I can’t imagine what it would be like to achieve international rock ’n’ roll fame at the age of 16, which is how old Chilton was when, as the lead singer for the hastily assembled Box Tops, he belted “The Letter” into a megahit in 1967. Even then, his artistic identity was obscured; it was Wayne Carson Thompson’s song, and if radio listeners thought they were hearing the gravelly voice of a 60-year-old black singer, well, that was partly the point.

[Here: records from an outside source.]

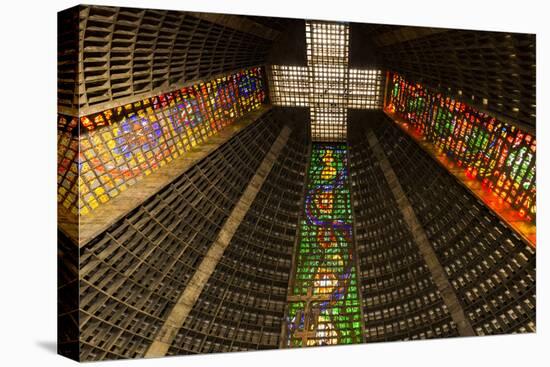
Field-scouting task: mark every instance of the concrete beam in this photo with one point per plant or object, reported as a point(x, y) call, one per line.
point(421, 239)
point(192, 291)
point(239, 23)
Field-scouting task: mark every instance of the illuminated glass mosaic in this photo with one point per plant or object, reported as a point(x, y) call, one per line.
point(323, 298)
point(67, 167)
point(122, 145)
point(500, 155)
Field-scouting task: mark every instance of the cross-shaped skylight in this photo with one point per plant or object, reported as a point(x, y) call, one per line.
point(326, 85)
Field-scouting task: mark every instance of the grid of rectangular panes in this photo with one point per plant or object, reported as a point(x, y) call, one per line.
point(326, 85)
point(327, 47)
point(328, 123)
point(365, 89)
point(498, 154)
point(327, 58)
point(289, 85)
point(122, 145)
point(323, 297)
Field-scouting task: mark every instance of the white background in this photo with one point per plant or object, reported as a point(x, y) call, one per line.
point(28, 182)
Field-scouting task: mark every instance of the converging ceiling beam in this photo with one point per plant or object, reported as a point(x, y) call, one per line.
point(240, 23)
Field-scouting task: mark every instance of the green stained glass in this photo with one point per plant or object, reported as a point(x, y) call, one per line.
point(496, 153)
point(324, 303)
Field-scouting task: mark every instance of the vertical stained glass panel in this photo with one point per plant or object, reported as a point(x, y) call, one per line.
point(323, 297)
point(496, 153)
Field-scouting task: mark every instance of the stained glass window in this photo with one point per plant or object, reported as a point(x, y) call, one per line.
point(323, 297)
point(498, 154)
point(121, 145)
point(326, 85)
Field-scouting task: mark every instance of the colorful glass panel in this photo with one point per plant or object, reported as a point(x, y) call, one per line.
point(499, 155)
point(120, 146)
point(323, 298)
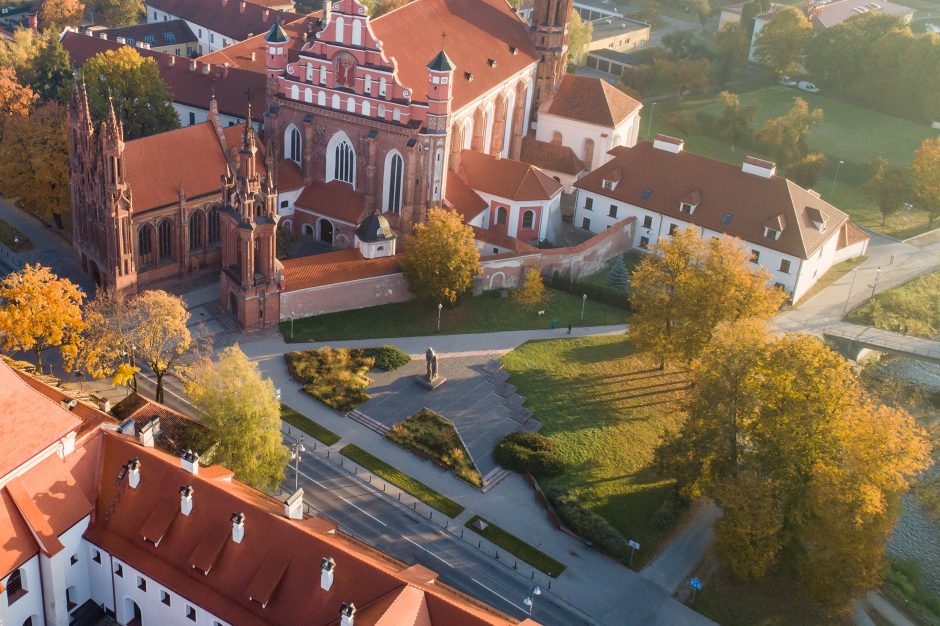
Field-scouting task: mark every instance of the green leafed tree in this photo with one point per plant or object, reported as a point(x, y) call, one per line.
point(442, 258)
point(889, 187)
point(782, 40)
point(241, 418)
point(132, 83)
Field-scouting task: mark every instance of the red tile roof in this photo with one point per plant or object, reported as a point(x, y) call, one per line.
point(550, 156)
point(29, 421)
point(592, 100)
point(506, 178)
point(334, 199)
point(476, 30)
point(335, 267)
point(187, 86)
point(234, 19)
point(749, 199)
point(461, 198)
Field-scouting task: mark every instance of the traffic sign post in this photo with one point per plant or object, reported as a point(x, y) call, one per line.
point(634, 546)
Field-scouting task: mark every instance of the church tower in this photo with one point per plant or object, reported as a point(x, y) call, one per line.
point(250, 269)
point(550, 36)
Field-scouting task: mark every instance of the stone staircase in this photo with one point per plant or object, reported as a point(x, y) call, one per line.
point(368, 422)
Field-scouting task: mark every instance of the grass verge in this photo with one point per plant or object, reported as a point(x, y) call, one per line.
point(401, 480)
point(912, 308)
point(307, 425)
point(429, 435)
point(510, 543)
point(607, 408)
point(480, 314)
point(14, 239)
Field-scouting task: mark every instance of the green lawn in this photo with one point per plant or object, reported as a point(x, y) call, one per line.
point(517, 547)
point(848, 133)
point(401, 480)
point(913, 308)
point(772, 601)
point(9, 235)
point(307, 425)
point(480, 314)
point(607, 408)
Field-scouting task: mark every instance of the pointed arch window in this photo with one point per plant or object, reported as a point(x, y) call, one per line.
point(394, 177)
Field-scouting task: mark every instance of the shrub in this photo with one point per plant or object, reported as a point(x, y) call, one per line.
point(529, 452)
point(388, 358)
point(590, 525)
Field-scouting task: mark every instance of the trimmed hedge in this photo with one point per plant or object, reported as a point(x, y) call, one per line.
point(529, 453)
point(388, 358)
point(590, 525)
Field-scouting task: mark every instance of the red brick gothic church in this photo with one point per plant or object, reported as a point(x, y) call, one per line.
point(364, 116)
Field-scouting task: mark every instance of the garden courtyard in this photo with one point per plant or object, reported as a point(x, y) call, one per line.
point(607, 408)
point(848, 133)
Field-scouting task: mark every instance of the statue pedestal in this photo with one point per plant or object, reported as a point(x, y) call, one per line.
point(430, 383)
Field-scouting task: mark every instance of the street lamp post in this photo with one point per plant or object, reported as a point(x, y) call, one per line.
point(295, 451)
point(835, 178)
point(529, 601)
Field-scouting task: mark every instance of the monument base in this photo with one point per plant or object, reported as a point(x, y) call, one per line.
point(432, 383)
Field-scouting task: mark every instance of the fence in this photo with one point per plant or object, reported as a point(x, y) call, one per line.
point(416, 508)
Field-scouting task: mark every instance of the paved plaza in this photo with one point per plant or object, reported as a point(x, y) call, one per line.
point(476, 398)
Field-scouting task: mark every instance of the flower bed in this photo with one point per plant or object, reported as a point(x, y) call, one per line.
point(428, 434)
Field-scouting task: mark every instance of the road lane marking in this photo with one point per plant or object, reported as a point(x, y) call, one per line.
point(428, 551)
point(501, 597)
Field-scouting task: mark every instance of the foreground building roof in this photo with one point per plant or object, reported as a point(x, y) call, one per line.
point(726, 199)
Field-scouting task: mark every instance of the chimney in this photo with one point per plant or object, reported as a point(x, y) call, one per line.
point(133, 473)
point(294, 505)
point(190, 462)
point(149, 431)
point(327, 567)
point(759, 167)
point(347, 614)
point(186, 499)
point(669, 144)
point(238, 527)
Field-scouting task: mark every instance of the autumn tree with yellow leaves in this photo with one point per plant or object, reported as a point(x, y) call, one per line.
point(442, 258)
point(686, 286)
point(40, 311)
point(808, 470)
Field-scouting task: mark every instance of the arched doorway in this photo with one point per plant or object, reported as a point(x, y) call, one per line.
point(132, 614)
point(325, 228)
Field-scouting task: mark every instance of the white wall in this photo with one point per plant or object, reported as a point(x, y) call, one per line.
point(799, 278)
point(30, 603)
point(574, 133)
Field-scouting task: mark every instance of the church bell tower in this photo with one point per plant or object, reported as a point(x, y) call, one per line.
point(550, 36)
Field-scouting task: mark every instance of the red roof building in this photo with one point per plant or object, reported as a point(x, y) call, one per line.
point(116, 524)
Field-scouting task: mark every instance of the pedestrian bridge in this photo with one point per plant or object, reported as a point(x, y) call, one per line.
point(856, 337)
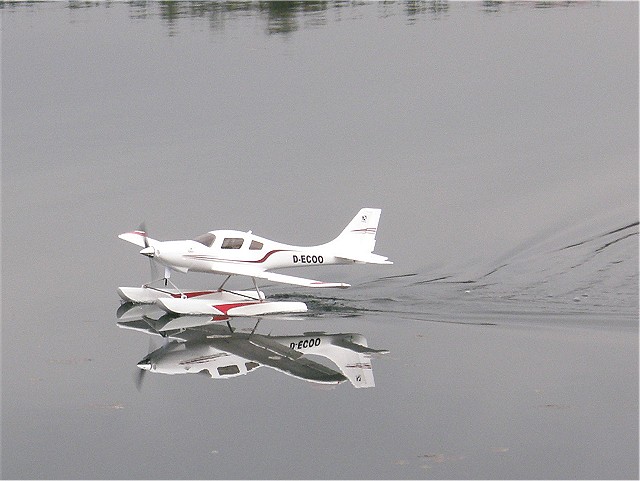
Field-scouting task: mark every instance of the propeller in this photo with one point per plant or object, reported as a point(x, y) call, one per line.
point(148, 251)
point(145, 365)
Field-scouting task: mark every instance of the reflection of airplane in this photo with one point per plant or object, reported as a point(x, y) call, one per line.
point(224, 352)
point(230, 253)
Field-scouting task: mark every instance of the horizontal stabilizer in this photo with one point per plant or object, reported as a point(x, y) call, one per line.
point(364, 258)
point(352, 346)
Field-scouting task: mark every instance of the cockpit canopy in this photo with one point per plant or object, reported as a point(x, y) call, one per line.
point(206, 239)
point(230, 242)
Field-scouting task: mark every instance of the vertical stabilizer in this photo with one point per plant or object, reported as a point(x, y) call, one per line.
point(360, 233)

That experience taught Chilton everything he needed to know about the rock and roll business: It was sleazy, it was mass-produced, and the relationship between money and art was as arbitrary as it needed to be. Big Star, Chilton’s band that put out three albums in the early ‘70s that are still well worth repeated listening, was a reasonably sincere effort to bring art and commerce into some clearer harmony. These records contain the biggest legacy Chilton offered rock music: lush power pop with minimal but effective lyrics. At the time, a few bands such as Badfinger were succeeding with similar sounds, but their influence could really be heard a generation later in Teenage Fan Club and Matthew Sweet.

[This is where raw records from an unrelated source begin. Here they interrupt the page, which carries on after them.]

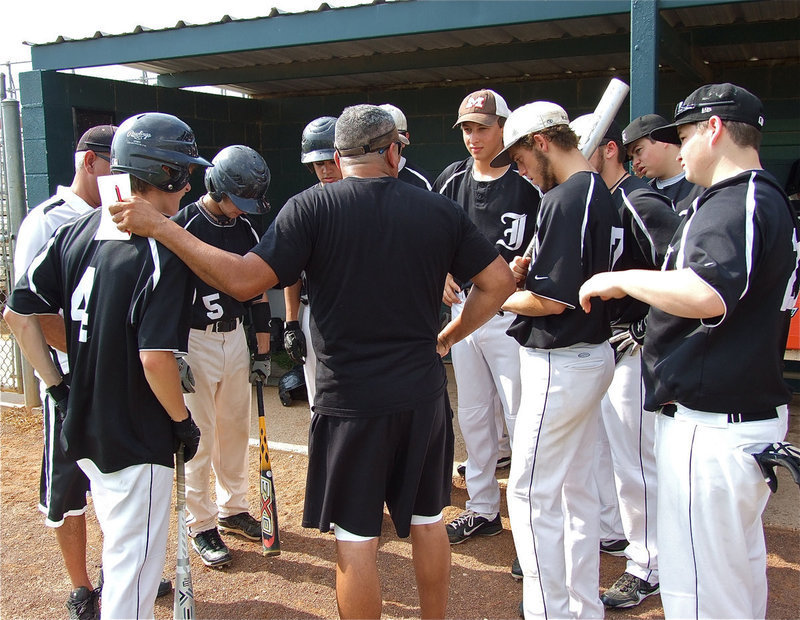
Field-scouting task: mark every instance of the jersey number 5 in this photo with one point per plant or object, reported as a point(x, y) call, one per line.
point(79, 303)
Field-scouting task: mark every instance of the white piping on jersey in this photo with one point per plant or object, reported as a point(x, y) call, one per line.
point(640, 223)
point(585, 223)
point(156, 261)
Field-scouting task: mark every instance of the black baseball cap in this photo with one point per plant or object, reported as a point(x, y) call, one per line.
point(728, 101)
point(641, 127)
point(97, 139)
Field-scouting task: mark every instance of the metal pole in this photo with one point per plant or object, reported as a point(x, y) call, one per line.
point(15, 177)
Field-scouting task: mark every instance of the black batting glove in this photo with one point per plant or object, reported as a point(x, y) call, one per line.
point(186, 432)
point(60, 395)
point(260, 367)
point(294, 341)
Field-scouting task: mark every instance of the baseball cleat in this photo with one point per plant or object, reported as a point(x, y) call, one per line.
point(211, 549)
point(470, 523)
point(242, 524)
point(628, 591)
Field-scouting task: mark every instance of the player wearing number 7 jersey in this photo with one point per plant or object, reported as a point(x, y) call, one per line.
point(125, 305)
point(219, 358)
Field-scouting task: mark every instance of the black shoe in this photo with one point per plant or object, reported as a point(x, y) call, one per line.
point(242, 524)
point(628, 591)
point(164, 588)
point(614, 547)
point(470, 523)
point(516, 569)
point(211, 549)
point(84, 604)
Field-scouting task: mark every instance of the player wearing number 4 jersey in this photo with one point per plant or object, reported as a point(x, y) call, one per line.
point(125, 305)
point(219, 357)
point(732, 269)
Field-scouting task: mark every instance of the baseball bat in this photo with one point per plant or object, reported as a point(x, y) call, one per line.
point(183, 604)
point(606, 110)
point(270, 540)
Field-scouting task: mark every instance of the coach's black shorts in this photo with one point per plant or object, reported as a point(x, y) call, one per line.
point(63, 485)
point(404, 459)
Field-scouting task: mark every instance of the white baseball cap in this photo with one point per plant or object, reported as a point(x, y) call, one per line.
point(530, 118)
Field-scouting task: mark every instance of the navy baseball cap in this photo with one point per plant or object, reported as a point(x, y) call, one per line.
point(97, 139)
point(641, 127)
point(727, 101)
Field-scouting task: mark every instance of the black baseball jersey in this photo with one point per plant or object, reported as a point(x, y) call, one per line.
point(648, 225)
point(503, 209)
point(577, 235)
point(237, 236)
point(376, 252)
point(740, 239)
point(682, 193)
point(118, 298)
point(411, 173)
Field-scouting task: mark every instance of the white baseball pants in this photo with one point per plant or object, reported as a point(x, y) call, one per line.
point(631, 436)
point(486, 368)
point(711, 495)
point(133, 507)
point(552, 498)
point(220, 407)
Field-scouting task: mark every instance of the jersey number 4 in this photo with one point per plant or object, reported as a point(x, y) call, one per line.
point(79, 303)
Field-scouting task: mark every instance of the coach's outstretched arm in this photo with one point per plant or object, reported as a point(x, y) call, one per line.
point(490, 288)
point(242, 277)
point(680, 293)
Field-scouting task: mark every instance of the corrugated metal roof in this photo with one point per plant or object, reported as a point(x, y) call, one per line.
point(713, 35)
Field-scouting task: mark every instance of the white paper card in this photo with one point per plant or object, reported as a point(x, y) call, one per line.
point(113, 188)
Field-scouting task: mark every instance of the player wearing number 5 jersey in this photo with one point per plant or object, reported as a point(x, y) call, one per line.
point(126, 309)
point(219, 357)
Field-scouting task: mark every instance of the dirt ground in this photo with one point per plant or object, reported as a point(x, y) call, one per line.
point(300, 582)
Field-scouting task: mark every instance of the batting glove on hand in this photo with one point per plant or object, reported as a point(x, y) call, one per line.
point(260, 368)
point(60, 395)
point(187, 377)
point(186, 432)
point(294, 341)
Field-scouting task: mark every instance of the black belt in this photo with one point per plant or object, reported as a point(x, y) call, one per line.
point(733, 418)
point(226, 325)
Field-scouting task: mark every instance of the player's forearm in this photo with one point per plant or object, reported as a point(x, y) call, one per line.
point(161, 372)
point(31, 341)
point(526, 303)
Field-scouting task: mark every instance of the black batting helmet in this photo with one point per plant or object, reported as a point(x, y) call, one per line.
point(242, 174)
point(317, 141)
point(146, 144)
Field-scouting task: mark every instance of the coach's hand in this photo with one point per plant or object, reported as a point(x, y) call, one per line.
point(60, 395)
point(186, 432)
point(260, 367)
point(187, 377)
point(294, 341)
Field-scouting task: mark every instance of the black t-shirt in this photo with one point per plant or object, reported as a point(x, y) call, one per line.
point(237, 236)
point(118, 298)
point(649, 224)
point(376, 252)
point(503, 209)
point(741, 240)
point(577, 235)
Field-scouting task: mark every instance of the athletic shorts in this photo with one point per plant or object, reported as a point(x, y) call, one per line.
point(355, 465)
point(63, 485)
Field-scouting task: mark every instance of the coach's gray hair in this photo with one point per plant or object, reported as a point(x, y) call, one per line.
point(358, 125)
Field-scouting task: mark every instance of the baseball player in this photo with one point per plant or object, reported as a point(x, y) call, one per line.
point(648, 223)
point(382, 428)
point(316, 152)
point(566, 365)
point(732, 266)
point(503, 205)
point(122, 412)
point(410, 173)
point(219, 357)
point(658, 161)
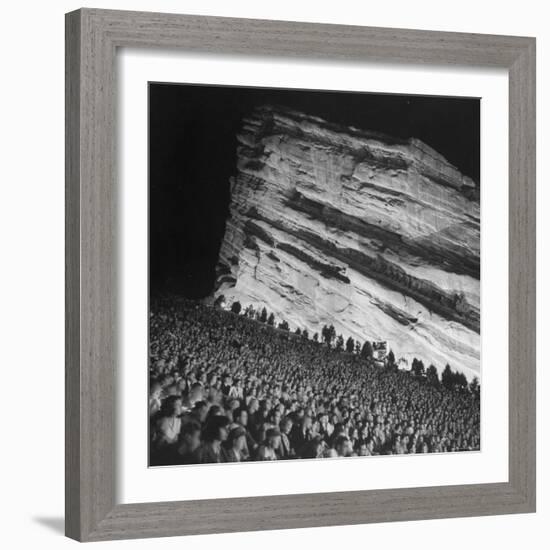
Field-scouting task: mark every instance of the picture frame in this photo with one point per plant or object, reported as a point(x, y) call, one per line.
point(92, 39)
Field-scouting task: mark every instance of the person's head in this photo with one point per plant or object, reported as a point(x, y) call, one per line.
point(286, 425)
point(253, 406)
point(196, 392)
point(314, 449)
point(216, 429)
point(155, 389)
point(342, 446)
point(171, 406)
point(214, 410)
point(237, 439)
point(200, 410)
point(190, 436)
point(273, 438)
point(240, 416)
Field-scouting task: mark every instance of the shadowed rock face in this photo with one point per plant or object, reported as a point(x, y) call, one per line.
point(375, 235)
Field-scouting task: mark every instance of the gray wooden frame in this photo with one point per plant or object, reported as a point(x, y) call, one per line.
point(92, 38)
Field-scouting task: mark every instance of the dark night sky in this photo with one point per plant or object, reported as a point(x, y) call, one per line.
point(192, 148)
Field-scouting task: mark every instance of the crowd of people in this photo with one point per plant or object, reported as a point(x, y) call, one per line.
point(226, 388)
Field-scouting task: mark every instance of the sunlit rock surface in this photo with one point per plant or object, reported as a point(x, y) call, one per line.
point(376, 235)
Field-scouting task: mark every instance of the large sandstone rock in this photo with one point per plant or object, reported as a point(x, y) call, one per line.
point(378, 236)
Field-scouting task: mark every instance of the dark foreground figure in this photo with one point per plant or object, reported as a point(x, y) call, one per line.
point(225, 388)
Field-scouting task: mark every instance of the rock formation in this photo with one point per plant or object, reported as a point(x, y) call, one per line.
point(375, 235)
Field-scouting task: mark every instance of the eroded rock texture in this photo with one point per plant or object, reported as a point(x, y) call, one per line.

But Big Star records didn’t sell, and Chilton slid into a long period of what can charitably be called experimentation. Modern music is overflowing with examples of artists who pursue new sounds, with or without the support of their fans, sometimes yielding great artistic success (Miles Davis), sometimes unlistenable self-indulgence (Lou Reed’s Metal Machine Music). With Chilton, the goal seemed less to innovate than simply to retreat. He couldn’t succeed with his own music, and couldn’t stand to reproduce others’ songs in a straight way, so in 1979 he released Like Flies on Sherbert, a deliberately mutilated compilation of half-assed songs. This was followed by Bach’s Bottom, which not only rhymed with the place he found himself rock bottom but was a depressed pun about the band that made him famous.

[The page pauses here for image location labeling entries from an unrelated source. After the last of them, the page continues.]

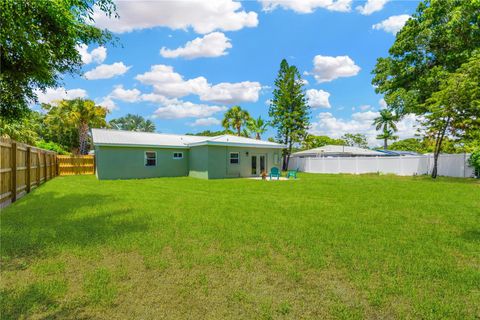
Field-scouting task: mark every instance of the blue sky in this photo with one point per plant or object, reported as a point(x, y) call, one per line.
point(233, 57)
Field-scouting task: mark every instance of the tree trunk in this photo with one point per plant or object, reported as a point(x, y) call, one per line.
point(285, 154)
point(438, 148)
point(83, 138)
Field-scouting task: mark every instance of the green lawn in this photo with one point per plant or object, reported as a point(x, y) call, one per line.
point(324, 246)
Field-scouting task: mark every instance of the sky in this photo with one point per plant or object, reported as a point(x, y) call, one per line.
point(183, 63)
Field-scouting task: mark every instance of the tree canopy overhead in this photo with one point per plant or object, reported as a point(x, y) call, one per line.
point(38, 43)
point(132, 122)
point(439, 37)
point(431, 69)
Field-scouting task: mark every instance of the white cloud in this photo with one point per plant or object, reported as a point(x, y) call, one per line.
point(211, 45)
point(228, 93)
point(360, 122)
point(392, 24)
point(318, 98)
point(107, 71)
point(108, 103)
point(97, 55)
point(119, 93)
point(327, 68)
point(205, 122)
point(168, 83)
point(371, 6)
point(201, 15)
point(186, 109)
point(306, 6)
point(52, 95)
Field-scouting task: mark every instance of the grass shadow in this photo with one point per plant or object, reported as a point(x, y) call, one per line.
point(471, 235)
point(50, 221)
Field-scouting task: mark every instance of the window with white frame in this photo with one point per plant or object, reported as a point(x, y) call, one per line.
point(234, 158)
point(150, 158)
point(178, 155)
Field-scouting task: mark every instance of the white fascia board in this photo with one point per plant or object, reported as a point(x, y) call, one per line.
point(138, 146)
point(235, 144)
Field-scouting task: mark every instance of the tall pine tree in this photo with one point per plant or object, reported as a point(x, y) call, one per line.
point(289, 110)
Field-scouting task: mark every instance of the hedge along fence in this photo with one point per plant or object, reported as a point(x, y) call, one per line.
point(72, 165)
point(23, 167)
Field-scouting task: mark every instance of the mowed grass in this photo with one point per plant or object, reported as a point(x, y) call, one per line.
point(324, 246)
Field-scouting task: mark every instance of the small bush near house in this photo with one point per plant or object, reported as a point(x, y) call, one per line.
point(52, 146)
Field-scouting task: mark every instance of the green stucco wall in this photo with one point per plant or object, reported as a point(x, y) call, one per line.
point(206, 162)
point(128, 163)
point(218, 161)
point(198, 161)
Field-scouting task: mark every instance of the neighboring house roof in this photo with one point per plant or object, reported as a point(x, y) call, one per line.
point(399, 152)
point(108, 137)
point(337, 151)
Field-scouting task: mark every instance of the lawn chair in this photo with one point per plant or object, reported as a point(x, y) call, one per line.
point(274, 172)
point(292, 173)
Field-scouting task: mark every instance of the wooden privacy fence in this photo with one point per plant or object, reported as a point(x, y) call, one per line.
point(23, 167)
point(71, 165)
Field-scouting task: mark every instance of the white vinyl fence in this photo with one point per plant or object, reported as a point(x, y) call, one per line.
point(451, 165)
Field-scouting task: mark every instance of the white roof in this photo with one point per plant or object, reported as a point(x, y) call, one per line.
point(339, 150)
point(229, 140)
point(108, 137)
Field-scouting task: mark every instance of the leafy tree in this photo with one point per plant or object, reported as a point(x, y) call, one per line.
point(439, 38)
point(38, 41)
point(386, 122)
point(311, 141)
point(132, 122)
point(26, 129)
point(427, 145)
point(235, 118)
point(69, 122)
point(51, 146)
point(454, 109)
point(257, 126)
point(385, 136)
point(289, 110)
point(355, 140)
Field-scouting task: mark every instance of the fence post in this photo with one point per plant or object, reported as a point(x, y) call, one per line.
point(38, 168)
point(29, 167)
point(44, 167)
point(14, 171)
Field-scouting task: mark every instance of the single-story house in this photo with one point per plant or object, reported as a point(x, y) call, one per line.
point(129, 155)
point(337, 151)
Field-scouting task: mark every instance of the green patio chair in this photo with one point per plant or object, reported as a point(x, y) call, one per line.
point(292, 173)
point(274, 172)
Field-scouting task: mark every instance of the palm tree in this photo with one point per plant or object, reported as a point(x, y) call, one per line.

With so many rock artists manqué, we look reflexively, almost hopefully, for the bottle or the needle. With Chilton, it was hard to tell, and seemed beside the point; his more fundamental problem was that he couldn’t find a musical role that was genuinely satisfying.

The New York punk scene revived him to a degree, mostly as a producer, and a modest Chilton cult and legend began to grow. Everyone cites this lyric from the Replacements song “Alex Chilton”: “Children by the million sing for Alex Chilton when he comes ‘round,” but dozens would be closer to the truth. And if the public was indifferent to him, Chilton, who supported himself with dishwashing jobs, seemed to feel the same way. Who else would put out a collection of jazz standards like “Let’s Get Lost” and “My Baby Just Cares For Me,” as Chilton did in 1994, and undermine it by calling it “Clichés”?

I saw him live in the mid-’90s at the old Knitting Factory, and one verse into a requested Big Star song I think it was “In the Street” he stopped and said: “I can’t sing this song. What was I, 19 when I wrote it? And for complex musical reasons we’re not going to go into, we can’t play it in a different key.” Which is kind of funny, but few were laughing. He also went through a stage where he would only play covers of cheesy Italian pop songs, which is exactly as rewarding as it sounds.

Yet he continued to tour, sometimes driving himself around in an old station wagon. One hears that the royalties from That ‘70s Show are what kept him going in recent years, and, Lord knows, he earned it. It’s hard not to sympathize with someone who can’t or doesn’t want to go back to a phony commercial success. And that’s the way I will think about Chilton: like Danny Bonaduce or the kids from Facts of Life , caught between the trappings of fame but unable to grow up in public.